Many people suffer from black toenail fungus infection, even though nails can be caused by a variety of causes, both benign and serious. Knowing that in most cases, it is easy to treat, except in some serious cases.
As a result, if you want to know what black toenail fungus is, what causes it, when you should see a doctor, the most important treatments available to treat it, and how to protect yourself from it, read on.
What is black toenail fungus?
If you have a dark, thick toenail, it could be toenail fungus, which is caused by dermatophytes, a type of fungus. It causes color changes, thickening, and abnormally shaped nails in the toenail and the area beneath the nail.
This infection rarely goes away on its own, and treating it with prescription medications can take a year or more. These can either be applied to the nail or taken as a pill.
Causes of a black toenail
The cause of black toenails on your feet could be benign or indicate a serious condition. Those who suffer from the blackening of the nails should be aware of the possible causes.
If you are unsure of the cause, consult a doctor to determine the cause and develop an appropriate treatment plan.
1.Wear tight shoes
This is one of the most common causes of black toenail fungus, and it can be caused by running or wearing inappropriate shoes. This is most likely the cause of black nails if they appear shortly after training or after spending the day in tight or high-heeled shoes.
It should be noted that the severity of the condition, in this case, can range from mild (the appearance of a small painless black or blue discoloration under the nail) to severe (large blood bubbles between the nail). In mild cases, there is no need for treatment, and the black color will fade as the nail grows.
Large blood bubbles may cause the nail to separate partially or completely from the nail plate in severe cases. This can be excruciatingly painful, particularly if the nail is only partially removed. If the nail is completely separated, it is dead and will no longer cause pain.
2.Hematomas under the nail
Dropping a heavy object on the foot can rupture the blood vessels under the nail bed, causing blood to pool at the bottom. This type of injury (which we call subungual hematomas) is easy to diagnose because it appears immediately after the accident.
A fungal infection (like athlete’s foot) can spread to the toes, turning them yellow, leafy, green, brown, violet, or black. This color spectrum is typical of fungal infections, where residues accumulate near the infection to give the black color.
Toenails are frequently exposed to fungi because shoes and socks provide a moist and warm environment that promotes fungi growth.
Melanoma, the most dangerous type of skin cancer, is another cause of black toenail fungus, and over time, the skin under the nail turns black; because skin cancer grows slowly and is painless in its onset, the disease can be difficult and late to diagnose.
But there is a distinctive sign that indicates this, which is that the black color extends outside the nail. If the black color appears slowly and without pain, you should consult a doctor immediately, although melanoma is a dangerous type of cancer, its early diagnosis helps treat it.
5.Skin color change
Sometimes the reason is that the skin’s color changes to dark; it’s just a change in the color of the skin, just like any other area of the body prone to pigmentation and darkening.
Skin discoloration on the toes can be symmetrical, affecting identical nails on both feet at the same time.
6.Underlying health disorders
There are some medical conditions that can cause black toenail fungus, such as:
- Kidney failure.
- Heart disease.
When should you go to the doctor?
Keep in mind that a black toenail does not always necessitate a doctor’s visit; the need for medical treatment is determined by the underlying cause. Knowing the cause can assist you in making this decision.
On the other hand, if you don’t know what’s causing your black toenail, you should see your doctor in case it’s a sign of a serious medical condition.
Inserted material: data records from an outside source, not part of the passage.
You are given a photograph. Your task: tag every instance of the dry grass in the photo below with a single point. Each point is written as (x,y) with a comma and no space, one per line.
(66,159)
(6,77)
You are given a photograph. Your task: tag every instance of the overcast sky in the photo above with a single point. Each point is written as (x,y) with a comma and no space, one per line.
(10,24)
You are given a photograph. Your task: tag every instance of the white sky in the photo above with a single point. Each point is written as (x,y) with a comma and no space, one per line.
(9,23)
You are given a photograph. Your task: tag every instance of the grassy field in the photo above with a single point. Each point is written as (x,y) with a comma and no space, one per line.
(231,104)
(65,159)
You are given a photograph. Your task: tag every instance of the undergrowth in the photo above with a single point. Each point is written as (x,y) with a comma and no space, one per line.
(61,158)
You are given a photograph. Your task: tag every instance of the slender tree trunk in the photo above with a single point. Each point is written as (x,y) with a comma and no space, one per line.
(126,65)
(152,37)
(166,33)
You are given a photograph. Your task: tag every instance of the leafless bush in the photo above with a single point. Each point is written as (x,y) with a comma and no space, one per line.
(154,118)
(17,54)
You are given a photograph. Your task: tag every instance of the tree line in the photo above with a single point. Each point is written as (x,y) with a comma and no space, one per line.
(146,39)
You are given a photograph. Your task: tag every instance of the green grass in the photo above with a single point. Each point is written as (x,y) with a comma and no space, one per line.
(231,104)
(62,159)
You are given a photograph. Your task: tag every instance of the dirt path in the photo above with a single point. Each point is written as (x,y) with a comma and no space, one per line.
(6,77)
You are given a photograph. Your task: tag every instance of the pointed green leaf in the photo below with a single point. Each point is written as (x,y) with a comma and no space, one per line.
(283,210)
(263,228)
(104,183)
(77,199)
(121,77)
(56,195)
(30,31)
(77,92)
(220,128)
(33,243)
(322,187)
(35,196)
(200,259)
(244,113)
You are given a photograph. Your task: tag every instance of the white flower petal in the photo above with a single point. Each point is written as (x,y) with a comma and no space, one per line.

It should also be noted that not all cases of toenail fungus necessitate a visit to the doctor. If you have diabetes, however, you should see your doctor for treatment.
A dermatologist can also assist in the diagnosis and treatment of black toenails. If you suspect melanoma, you should consult a dermatologist.
However, if your black toenail fungus is caused by another underlying health condition, such as diabetes, you will also need to see your primary care physician to treat the underlying cause.
Can black toenails cause any complications?
If left untreated, toenail fungus can spread throughout your feet and other parts of your body. It may also result in permanent nail damage.
As a result, if you notice any black spots that appear to be spreading throughout the nail, or if they do not disappear despite your toenail growing out, you should consult your doctor.
Black Toenail Treatments
The nail will eventually return to normal, but if the black color does not fade, you should see a doctor; the treatment will be as follows:
- The doctor uses a medical needle to make a small hole in the nail in order to drain the blood inside the nail if the cause was a collision with something large.
- The doctor will advise you to wear shoes that are the correct size for your feet and are not too narrow or too wide.
- If the cause is a fungal infection, the patient will usually need to use medications and treatments prescribed by the doctor to help eliminate the fungi.
Prevention of black toenails
We can protect ourselves from black nail infection by avoiding the following:
- Choose comfortable shoes that are not too narrow or too wide, and wear sports shoes when exercising.
- Use UV sunscreen either in summer or winter to reduce skin discoloration.
- Feet should be washed and dried thoroughly before putting on socks and shoes.